To him, cheating had only meant copying an answer from someone else’s paper during a test. He did not realize that there were other ways to cheat, including using verbatim the information he found on the Internet. We had a long discussion about what cheating was and why it was not good to cheat. Reluctantly, he reread what he had copied down in his own words.

Cheating comes in many forms, from glancing at a neighbor’s answers on a test to buying the answers to a major exam. A friend once complained to me because she had been pulled out of the classes she was teaching so that she could spend the day writing a paper at the school where she worked for the school director’s son. The son had a research project due and since his English was not sufficient to write his paper by himself, the director assigned my friend to write it. My friend pointed out that the son needed to have the skills necessary to do his own work and that if he could not do the work required, then perhaps he needed to take additional courses in order to reach the necessary level. The director shrugged off the suggestion that it would be better in the long run if her son did his own work.

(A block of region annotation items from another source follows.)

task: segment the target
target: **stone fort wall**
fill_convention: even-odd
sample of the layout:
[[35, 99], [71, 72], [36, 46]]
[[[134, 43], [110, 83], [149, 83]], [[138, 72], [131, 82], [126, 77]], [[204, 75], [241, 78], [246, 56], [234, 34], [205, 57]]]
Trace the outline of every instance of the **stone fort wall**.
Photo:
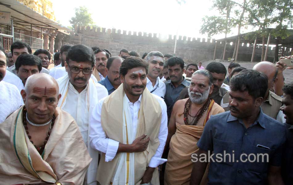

On a realistic note, how many of us would want to be treated by a doctor who cheated their way through medical school? I know that I would not want to live in an apartment building designed by an architect who took the easy way out and did not do his or her own work while in university.

I think it is a part of human nature to think about cheating from time to time. Whether it involves playing with the cold hard facts when figuring out our income taxes or paying to get the answers on a university exam, it is still cheating, even if we do not want to admit it to ourselves or to others. Cheating to get what we want, or to advancer our career, in my opinion, is wrong -- no matter how well we may try to justify it.

As a parent, I think it is my responsibility to teach my son what constitutes cheating and make sure that he understands why it is wrong to cheat. Although he was not happy about having to redo his project, the result was that he had a better understanding of the problem and was not just parroting the answers he found. It is an important lesson that I hope will come in useful for him later in life. What he learns from hard work will benefit him much more in the long term, than if he had simply copied down answers and not analyzed and thought about the project on his own.